Observability¶

Meridian Runtime provides a comprehensive observability system with structured logging, metrics collection, and distributed tracing. All subsystems are designed to be zero-cost when disabled and integrate seamlessly with external monitoring systems.

Tutorial: Getting Started¶

Basic Configuration¶

Configure all observability subsystems with a single configuration object:

Python

from meridian.observability.config import ObservabilityConfig, configure_observability

# Simple development setup
config = ObservabilityConfig(
    log_level="INFO",
    log_json=True,
    metrics_enabled=True,
    metrics_namespace="myapp",
    tracing_enabled=True,
    tracing_provider="inmemory",
    tracing_sample_rate=1.0
)

configure_observability(config)

Pre-configured Environments¶

Use built-in configurations for common environments:

Python

from meridian.observability.config import get_development_config, get_production_config

# Development: full observability for debugging
dev_config = get_development_config()
configure_observability(dev_config)

# Production: optimized for performance
prod_config = get_production_config()
configure_observability(prod_config)

How-to: Structured Logging¶

Basic Logging¶

Use structured logging with event keys and contextual fields:

Python

from meridian.observability.logging import get_logger

logger = get_logger()

# Simple logging
logger.info("node.start", "Node starting up", node_name="worker", version="1.0")
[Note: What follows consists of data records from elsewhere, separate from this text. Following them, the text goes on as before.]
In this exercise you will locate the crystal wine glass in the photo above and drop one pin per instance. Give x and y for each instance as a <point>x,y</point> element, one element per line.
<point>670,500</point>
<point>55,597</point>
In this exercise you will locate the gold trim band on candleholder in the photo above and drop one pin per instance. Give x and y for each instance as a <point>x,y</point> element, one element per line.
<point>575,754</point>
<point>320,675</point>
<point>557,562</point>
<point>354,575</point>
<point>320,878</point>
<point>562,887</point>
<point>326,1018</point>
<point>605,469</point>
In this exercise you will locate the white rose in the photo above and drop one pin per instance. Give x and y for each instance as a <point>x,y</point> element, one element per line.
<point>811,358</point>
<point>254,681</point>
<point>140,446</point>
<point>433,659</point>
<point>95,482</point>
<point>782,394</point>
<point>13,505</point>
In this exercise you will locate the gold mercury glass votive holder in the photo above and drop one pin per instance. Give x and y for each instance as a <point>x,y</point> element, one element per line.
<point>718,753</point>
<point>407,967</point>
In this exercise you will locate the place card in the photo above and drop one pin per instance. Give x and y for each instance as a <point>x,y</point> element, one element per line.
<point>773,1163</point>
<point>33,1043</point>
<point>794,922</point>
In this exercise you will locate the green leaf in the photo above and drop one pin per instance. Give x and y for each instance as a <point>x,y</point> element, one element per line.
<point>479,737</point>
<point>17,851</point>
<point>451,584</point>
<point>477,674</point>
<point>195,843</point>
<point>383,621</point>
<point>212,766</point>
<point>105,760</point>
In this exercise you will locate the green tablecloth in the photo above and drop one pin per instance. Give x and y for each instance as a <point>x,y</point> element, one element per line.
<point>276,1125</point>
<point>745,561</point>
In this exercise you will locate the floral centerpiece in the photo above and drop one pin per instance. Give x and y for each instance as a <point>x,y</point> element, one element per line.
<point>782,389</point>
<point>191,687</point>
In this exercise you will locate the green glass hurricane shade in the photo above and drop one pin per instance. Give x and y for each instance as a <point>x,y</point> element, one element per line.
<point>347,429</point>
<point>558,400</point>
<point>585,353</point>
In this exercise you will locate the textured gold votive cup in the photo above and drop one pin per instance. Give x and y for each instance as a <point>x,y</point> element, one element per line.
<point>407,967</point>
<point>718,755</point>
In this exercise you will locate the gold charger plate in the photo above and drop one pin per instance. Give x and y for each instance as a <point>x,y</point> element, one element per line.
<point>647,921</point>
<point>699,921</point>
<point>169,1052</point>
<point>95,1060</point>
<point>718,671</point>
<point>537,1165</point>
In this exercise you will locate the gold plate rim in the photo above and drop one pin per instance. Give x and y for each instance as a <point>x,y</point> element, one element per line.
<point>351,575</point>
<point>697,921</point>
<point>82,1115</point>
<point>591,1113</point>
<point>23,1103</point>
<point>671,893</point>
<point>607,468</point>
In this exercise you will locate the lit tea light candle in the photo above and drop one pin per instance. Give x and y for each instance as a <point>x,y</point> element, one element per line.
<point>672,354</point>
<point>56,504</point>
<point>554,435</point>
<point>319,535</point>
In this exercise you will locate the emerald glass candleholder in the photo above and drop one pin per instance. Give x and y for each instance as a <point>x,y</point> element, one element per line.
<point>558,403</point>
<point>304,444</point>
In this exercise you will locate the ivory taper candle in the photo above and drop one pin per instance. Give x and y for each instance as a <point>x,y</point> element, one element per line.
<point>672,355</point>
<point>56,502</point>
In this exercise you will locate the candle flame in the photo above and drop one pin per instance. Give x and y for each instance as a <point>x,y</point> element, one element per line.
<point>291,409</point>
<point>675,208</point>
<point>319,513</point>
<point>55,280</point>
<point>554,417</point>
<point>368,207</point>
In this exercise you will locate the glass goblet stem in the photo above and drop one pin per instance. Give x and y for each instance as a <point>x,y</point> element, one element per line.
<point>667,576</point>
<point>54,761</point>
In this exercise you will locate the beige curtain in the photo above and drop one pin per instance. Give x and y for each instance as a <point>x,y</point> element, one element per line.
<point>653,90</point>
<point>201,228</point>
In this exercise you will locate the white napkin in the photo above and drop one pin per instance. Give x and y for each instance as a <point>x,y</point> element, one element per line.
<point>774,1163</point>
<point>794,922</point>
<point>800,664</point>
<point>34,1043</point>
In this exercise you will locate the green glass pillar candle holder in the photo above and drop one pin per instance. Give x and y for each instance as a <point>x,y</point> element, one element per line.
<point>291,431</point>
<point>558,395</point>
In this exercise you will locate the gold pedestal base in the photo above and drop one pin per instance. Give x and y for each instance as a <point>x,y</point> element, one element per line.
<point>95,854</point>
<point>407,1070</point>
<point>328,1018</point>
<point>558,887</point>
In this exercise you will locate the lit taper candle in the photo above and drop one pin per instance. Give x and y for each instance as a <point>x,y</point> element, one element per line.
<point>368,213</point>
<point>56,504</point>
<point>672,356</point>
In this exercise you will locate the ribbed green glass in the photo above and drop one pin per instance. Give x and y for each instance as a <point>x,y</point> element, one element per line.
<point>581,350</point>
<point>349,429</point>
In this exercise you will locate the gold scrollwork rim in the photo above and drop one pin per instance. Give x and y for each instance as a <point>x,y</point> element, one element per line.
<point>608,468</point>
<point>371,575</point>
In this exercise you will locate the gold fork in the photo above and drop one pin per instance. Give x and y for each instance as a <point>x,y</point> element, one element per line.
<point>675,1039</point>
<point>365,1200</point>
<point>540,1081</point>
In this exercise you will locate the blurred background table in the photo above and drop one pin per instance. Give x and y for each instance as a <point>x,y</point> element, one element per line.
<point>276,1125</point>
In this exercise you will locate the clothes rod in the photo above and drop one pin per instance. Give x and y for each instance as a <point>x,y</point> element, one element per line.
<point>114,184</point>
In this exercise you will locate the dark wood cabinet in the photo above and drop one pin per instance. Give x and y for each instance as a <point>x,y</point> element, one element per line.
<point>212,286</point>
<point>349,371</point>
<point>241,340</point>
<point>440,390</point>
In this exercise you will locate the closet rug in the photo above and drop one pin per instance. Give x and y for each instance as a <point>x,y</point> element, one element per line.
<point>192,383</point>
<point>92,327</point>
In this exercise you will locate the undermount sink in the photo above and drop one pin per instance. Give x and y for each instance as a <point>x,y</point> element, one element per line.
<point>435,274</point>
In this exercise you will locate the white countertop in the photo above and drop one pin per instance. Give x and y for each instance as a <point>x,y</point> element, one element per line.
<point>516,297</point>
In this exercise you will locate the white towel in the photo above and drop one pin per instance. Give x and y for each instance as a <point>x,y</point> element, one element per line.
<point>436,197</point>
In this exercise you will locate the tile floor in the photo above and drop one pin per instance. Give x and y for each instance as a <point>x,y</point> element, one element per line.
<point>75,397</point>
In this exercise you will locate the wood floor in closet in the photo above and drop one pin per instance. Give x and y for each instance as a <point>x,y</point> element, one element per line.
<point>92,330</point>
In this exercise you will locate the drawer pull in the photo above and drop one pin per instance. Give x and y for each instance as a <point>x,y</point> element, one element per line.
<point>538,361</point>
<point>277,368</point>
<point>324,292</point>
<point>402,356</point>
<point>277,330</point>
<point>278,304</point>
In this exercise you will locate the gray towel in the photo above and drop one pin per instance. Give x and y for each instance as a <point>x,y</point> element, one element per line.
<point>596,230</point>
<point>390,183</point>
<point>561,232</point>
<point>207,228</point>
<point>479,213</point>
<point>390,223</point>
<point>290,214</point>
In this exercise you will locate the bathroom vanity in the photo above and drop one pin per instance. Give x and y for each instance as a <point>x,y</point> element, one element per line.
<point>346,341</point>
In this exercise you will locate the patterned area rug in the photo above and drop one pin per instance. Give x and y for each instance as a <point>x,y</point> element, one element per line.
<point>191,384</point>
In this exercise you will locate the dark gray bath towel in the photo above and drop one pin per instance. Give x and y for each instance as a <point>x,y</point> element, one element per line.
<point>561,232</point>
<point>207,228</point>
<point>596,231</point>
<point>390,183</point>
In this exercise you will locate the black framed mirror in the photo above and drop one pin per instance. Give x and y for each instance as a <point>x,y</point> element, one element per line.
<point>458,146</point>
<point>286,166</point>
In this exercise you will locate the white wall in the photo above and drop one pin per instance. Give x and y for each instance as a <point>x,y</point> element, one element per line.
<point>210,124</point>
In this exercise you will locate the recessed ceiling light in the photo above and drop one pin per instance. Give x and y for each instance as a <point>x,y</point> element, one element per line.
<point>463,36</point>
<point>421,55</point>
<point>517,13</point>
# Error logging with context
logger.error("node.error", "Failed to process message", 
            error="validation_failed", 
            message_id="123",
            port="input")

Contextual Logging¶

Enrich logs with runtime context using with_context():

Python

from meridian.observability.logging import get_logger, with_context

logger = get_logger()

# Add context for a block of operations
with with_context(node="worker", edge_id="input->output", trace_id="abc-123"):
    logger.info("processing.start", "Starting message processing")

    # All logs in this block inherit the context
    logger.debug("processing.step", "Validating message")
    logger.info("processing.complete", "Message processed successfully")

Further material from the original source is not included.